The rest of the vow is a showing of how this amazing idea of uprooting the illusions that plague us can take place, and so we move on to the rest of the vow taken in all at once.

Dharma gates beyond measure I vow to penetrate 

The way of the Buddha I vow to attain
Beings are numberless; I vow to awaken with them. “

The teaching is so vast that I could never point at it directly but I vow to learn.
The way of the Enlightened One I vow to live
Life is numberless; I vow to awaken it within all things.

The Dharma now spans countless schools of thought, generations and now cultural divides. I have heard that American Buddhism is not “Buddhism” but only Eastern is.
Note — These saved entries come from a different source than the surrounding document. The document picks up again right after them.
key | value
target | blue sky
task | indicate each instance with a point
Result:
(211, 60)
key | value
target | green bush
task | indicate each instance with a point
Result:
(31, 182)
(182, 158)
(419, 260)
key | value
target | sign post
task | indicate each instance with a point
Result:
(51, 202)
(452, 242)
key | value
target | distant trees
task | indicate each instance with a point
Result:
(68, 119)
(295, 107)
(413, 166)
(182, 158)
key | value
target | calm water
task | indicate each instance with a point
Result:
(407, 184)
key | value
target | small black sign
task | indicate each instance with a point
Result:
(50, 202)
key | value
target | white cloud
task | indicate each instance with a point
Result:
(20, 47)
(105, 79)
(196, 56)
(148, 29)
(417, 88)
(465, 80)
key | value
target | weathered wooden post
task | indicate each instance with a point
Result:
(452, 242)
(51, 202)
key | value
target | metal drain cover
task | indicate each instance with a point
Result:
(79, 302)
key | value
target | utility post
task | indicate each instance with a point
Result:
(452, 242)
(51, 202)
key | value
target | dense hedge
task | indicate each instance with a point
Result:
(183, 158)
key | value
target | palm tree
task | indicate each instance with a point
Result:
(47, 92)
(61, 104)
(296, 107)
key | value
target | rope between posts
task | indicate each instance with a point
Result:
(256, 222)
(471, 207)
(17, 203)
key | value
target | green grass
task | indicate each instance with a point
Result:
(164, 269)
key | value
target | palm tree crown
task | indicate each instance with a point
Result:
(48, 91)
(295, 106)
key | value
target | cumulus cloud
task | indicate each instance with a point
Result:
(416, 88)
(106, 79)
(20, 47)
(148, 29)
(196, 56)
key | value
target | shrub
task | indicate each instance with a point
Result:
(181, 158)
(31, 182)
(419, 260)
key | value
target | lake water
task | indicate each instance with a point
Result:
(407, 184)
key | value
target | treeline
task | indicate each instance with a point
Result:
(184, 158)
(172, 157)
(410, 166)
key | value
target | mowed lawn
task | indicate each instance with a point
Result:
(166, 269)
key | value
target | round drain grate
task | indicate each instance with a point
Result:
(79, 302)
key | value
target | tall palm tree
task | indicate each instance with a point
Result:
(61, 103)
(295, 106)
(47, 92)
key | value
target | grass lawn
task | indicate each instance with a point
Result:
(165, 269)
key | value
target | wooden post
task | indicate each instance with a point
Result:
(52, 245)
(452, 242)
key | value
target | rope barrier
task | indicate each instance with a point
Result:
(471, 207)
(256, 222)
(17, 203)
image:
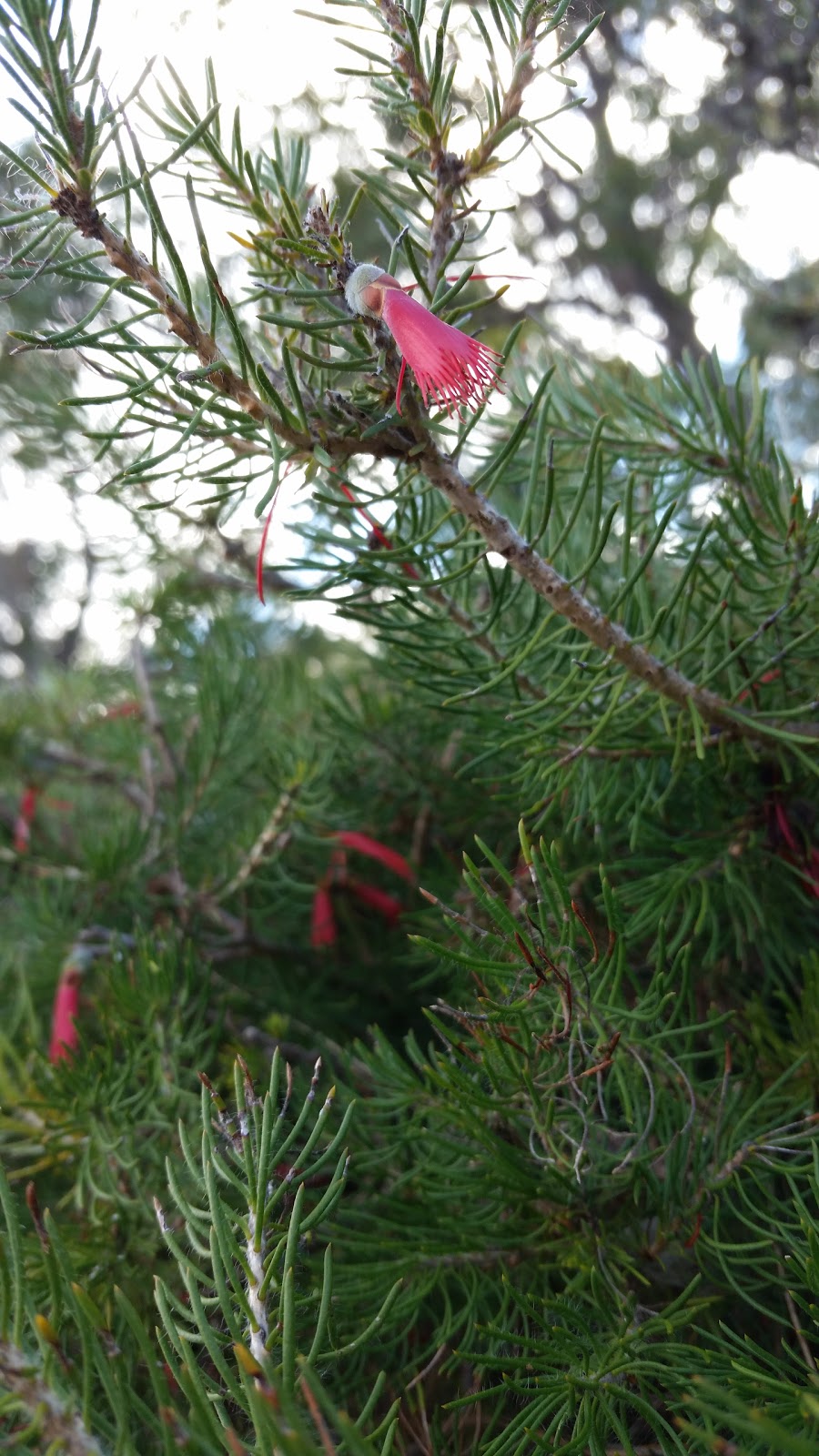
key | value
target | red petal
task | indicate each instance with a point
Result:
(24, 819)
(322, 919)
(259, 558)
(351, 839)
(65, 1014)
(450, 368)
(387, 906)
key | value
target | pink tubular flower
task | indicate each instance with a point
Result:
(65, 1014)
(450, 368)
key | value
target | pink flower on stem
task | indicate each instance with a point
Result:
(450, 368)
(65, 1014)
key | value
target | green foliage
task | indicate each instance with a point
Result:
(581, 1218)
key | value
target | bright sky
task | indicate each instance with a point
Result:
(266, 56)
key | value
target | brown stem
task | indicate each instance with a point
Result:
(501, 536)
That is just simply not the case and we learn the Teaching (the Dharma) in our own contexts and our own vocabularies.

A Chinese Zen practitioner can look south and see the wisdom of Esoteric Buddhism who can also look south and see the wisdom of Theravada teaching. A Theravada Buddhist can look to another faith tradition and see teaching there. There is so much wisdom in the world that the Buddhist vows to access. To study the texts can get us so far but I believe that right action (a point on the Eight Fold Path) can help us penetrate the Teaching. A monk begs for food and then teaches. A student listens and then begins his/her own school of thought that also acts. We build homes for those who are in need of homes, both by teaching and by physical labor. The teaching can never be just written texts but also ethical experience.

With our realization that we are already Buddhas, each and every single one of us we vow to live the life as such. What are the Buddhas through the ages? One can look at a list of thousands of individuals who are the Bodhisattvas and see what they represent:

The list goes on

And on

And on.

The Buddha in this case can, of course, be Gautama Buddha but it does not have to be. The door is open for the practitioner to listen to oneself and see which of the Bodhisattvas impacts his/her own life the most and then begin to meditate, begin to act.

We return to the statement of the difficulty of this vow and the importance of it as well. Yet we do not wait here in the last statement of the vow but we grow just as we see those around us grow. We are constantly changing and with the change that is universally shared we continue on our paths of the rest of the vow by action, meditation, and the rest of the list of right actions, views, thoughts, etc.
This vow is central “non-negotiable” in that to separate action and spiritual growth would be an illusion. We, as Buddhists, cannot sit blindly as the world continues to be polluted by molten metal and even more dangerous than that, the melting of our own hearts. We simply do not have the time for that. We work as hard as we can to aid this world and that is the most simple of all Teachings, it is the most central of all Teachings and is “the most important vow one can take.”